Effect of electrolyte concentration and symmetry on the heterogeneous surface charge in an electrically gated nanochannel

TL;DR

This study explores how electrolyte concentration, symmetry, and gate voltage influence surface charge heterogeneity and fluid flow in nanochannels, revealing new insights into charge inversion, potential modulation, and flow control for nanofluidic devices.

Contribution

It demonstrates for the first time how gate voltage and electrolyte properties can be used to control surface charge heterogeneity and fluid flow in nanochannels with complex geometries.

Findings

Gate voltage induces charge inversion in nanochannels.

Electrolyte dilution affects zeta potential and charge difference.

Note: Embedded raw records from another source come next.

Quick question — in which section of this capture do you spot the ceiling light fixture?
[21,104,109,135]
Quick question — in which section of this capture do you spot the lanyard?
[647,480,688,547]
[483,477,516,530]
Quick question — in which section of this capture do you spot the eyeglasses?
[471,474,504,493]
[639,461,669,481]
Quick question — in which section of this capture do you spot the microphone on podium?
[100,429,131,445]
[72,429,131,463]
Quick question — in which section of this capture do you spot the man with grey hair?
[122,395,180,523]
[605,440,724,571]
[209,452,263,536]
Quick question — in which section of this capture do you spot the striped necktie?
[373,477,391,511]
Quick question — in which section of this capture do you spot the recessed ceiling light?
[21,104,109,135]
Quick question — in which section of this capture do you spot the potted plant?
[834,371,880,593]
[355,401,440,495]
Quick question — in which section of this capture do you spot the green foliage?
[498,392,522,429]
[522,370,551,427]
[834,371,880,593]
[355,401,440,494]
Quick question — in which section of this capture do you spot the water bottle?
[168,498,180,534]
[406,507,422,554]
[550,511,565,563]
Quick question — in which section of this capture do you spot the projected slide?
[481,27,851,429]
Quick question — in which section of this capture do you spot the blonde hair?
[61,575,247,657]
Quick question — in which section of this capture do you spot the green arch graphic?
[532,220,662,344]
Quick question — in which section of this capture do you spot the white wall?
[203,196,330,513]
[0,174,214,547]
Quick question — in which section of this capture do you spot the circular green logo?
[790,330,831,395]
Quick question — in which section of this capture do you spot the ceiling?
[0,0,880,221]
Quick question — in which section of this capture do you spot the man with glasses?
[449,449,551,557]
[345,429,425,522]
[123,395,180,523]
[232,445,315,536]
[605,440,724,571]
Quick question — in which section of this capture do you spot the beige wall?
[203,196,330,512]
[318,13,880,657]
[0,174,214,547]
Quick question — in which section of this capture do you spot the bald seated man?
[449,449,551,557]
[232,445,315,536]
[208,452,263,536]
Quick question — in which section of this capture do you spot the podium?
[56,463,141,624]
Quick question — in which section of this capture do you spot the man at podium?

Applying gate voltage is more effective than electrolyte modification for flow control.

Abstract

The present study aims to investigate utilizing field-effect for inducing heterogeneous surface charge and consequently changing the fluid flow in a solid-state nanochannel with converging-diverging periodicity. It is shown that the combination of geometry and applied gate voltage (V_{G}) would generate heterogeneous surface charge at the channel walls which can be modulated by V_{G}, i.e. a moderate V_{G} (0.7-0.9 V) causes charge inversion in diverging sections of the channel while V_{G} > 0.9 enables charge inversion in the entire channel but it is still non-uniform in each section. The results show that zeta ({\zeta}) potential is a function of V_{G} which shows a linear to non-linear transition due to dilution of electrolyte in agreement with density functional theory and Monte Carlo simulations. In contrast, electrolyte symmetry has a minor effect on the variation of {\zeta} potential. It is also shown that the difference in {\zeta} potential across the channel ({\Delta}{\zeta}) increases by dilution of electrolyte and utilizing a more symmetric electrolyte with lower valances. For the first time, it is shown that {\Delta}{\zeta} presents a maximum with the V_{G}. The V_{G} corresponding to the maximum {\Delta}{\zeta} decreases with both dilution of electrolyte and higher anion valance. This is of practical importance to overcome leakage current problem of field-effect fluidic devices. It is also shown that the velocity field can be altered by changing both electrolyte concentration and symmetry. However, applying VG was found to be a more efficient way than electrolyte modifications. This includes generating circulation inside the channel which is of prime importance for applications such as mixing or separation/trapping.